Ken W Wilson wrote:You might consider adding grain sorghum. I would expect the yields to be much higher, and it would probably be easier to harvest and separate the grain.
Nathanael Szobody wrote:Both millet and sorghum are the native crops where I live. Sorghum is definitely easier to process and usually has higher yields.
If you compare the nutritional value though, millet wins out.
If you want to use the stalks as animal feed as well, then go with sorghum, as millet stalks are super hard. We actually use millet stalks as a building material. But to that point, millet is far hardier and drought resistant.
Jan White wrote:I grew millet last year. I grew pearl millet/Pennisetum glaucum, which apparently needs threshing but not hulling. I still haven't gotten around to threshing, which seems like it'll be fiddly, so I don't know how it cooks up.
I started early in flats and transplanted. Didn't water once, even at transplant. We had no rain for three months and it was hot most of the time.
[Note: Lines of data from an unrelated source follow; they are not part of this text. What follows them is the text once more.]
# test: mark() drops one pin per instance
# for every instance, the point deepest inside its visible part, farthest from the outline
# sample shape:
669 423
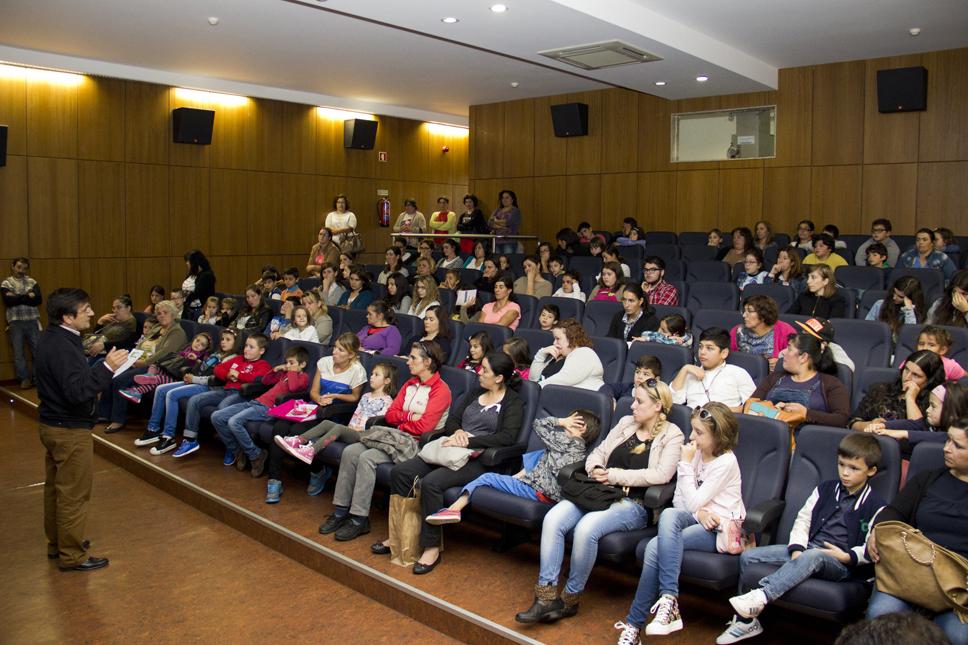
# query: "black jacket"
646 322
66 385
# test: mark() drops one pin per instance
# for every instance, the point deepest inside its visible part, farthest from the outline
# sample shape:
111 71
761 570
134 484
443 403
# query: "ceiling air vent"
601 55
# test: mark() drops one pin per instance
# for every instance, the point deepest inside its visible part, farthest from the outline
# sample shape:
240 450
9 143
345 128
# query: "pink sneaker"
444 516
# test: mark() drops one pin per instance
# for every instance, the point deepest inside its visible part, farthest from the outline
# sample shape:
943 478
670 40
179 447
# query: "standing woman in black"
199 283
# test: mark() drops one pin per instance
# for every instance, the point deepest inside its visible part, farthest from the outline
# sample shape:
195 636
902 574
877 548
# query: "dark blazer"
646 322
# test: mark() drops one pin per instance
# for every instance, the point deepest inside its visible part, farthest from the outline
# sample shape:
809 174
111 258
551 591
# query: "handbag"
588 494
915 569
452 457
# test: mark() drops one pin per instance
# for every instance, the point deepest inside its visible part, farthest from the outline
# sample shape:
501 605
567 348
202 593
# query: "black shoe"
379 548
333 524
90 564
165 445
86 544
148 438
353 529
420 569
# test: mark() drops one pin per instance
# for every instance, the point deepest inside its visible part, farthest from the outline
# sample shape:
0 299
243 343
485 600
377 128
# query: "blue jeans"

The main stalk was 6+ feet tall, and each plant had lots of tillers. The soil in this bed was terrible. Basically just dust. The millet just grew and grew. It was awesome. It was always covered in all kinds of bugs, too. I think there might have been tiny bits of moisture where the leaves came off the stalk cause there where always wasps hanging out there.
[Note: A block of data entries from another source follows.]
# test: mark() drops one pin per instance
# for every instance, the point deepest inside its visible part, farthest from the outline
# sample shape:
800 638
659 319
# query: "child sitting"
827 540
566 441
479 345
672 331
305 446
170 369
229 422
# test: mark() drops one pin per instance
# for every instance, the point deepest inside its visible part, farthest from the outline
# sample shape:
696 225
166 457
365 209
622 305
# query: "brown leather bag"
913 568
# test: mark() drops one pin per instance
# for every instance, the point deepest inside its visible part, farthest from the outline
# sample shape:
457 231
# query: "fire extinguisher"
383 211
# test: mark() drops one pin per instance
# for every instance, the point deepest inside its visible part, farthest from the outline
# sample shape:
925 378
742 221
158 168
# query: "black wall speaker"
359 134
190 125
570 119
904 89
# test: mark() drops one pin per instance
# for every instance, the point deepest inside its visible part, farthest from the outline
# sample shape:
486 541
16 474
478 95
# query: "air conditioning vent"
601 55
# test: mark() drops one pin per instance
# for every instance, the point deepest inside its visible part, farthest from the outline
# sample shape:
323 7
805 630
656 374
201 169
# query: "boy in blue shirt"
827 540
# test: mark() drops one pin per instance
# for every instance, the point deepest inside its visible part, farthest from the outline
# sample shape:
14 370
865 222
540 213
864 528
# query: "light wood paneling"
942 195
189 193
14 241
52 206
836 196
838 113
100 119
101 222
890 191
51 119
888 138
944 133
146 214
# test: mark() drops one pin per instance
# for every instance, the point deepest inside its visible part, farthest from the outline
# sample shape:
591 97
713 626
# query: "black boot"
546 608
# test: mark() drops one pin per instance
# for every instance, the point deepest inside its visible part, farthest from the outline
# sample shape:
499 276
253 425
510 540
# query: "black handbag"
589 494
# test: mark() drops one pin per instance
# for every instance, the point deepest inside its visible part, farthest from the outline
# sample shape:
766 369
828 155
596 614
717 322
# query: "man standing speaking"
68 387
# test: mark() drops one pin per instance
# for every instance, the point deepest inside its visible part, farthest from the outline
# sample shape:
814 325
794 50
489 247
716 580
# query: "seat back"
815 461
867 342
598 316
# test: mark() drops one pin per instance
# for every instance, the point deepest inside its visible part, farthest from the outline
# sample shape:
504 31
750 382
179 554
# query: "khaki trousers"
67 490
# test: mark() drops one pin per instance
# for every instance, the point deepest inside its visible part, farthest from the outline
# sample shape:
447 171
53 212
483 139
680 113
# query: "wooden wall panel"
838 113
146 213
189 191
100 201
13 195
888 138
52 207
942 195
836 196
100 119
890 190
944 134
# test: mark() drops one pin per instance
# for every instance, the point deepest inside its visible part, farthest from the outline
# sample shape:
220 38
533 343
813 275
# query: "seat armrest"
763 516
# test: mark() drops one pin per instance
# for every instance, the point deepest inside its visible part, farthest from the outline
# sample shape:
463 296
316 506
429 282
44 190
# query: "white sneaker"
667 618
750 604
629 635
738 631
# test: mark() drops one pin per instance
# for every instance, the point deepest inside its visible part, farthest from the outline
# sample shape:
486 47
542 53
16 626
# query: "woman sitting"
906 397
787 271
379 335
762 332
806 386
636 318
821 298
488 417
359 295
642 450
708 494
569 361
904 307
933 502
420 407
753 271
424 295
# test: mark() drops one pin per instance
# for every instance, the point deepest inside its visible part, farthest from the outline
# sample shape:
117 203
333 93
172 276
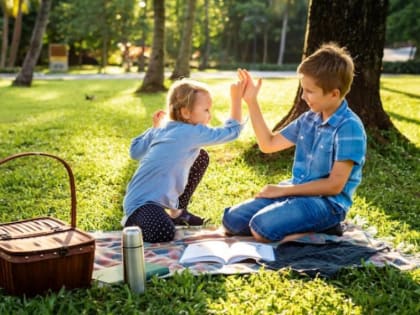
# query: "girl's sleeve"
140 144
209 136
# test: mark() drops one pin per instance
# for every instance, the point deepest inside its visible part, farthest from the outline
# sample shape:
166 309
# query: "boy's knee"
259 237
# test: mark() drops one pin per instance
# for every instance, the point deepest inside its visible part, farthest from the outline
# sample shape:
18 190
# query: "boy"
330 152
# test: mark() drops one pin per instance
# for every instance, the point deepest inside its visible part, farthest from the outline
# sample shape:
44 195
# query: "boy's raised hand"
252 88
237 89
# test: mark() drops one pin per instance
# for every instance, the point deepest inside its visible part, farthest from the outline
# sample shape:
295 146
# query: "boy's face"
317 100
200 114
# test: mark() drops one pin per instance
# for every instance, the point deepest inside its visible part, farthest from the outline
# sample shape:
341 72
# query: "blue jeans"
275 218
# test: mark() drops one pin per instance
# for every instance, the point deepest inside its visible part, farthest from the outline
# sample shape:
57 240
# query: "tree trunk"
5 39
153 80
182 65
206 49
283 34
17 30
360 26
24 77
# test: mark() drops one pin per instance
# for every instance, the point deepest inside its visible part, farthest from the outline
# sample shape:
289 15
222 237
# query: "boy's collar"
335 118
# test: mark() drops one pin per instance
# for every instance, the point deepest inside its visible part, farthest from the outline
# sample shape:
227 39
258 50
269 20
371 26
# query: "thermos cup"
133 258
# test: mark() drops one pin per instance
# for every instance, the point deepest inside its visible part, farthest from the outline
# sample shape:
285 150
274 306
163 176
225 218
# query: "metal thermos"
133 258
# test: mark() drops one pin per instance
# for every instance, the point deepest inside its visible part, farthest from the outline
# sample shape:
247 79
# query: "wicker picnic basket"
44 253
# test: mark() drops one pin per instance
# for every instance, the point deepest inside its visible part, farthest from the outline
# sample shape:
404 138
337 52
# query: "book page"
214 251
221 252
245 250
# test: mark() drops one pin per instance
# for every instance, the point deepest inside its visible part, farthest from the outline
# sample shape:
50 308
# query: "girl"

The garden bed was an odd shape, but area was probably about 6x6'. In that space I got a three gallon bucket of seed and chaff stripped off the stems. There were lots of immature heads, so if your season is longer than mine you'd probably get better yields.
Hope it works better if you try again. I think it has huge potential.
Nathanael Szobody wrote:
True, millet does not need de-hulling, however the germ is incredibly tough--and some say bitter. So if you want a nice flour you'll still be better off de-hulling it.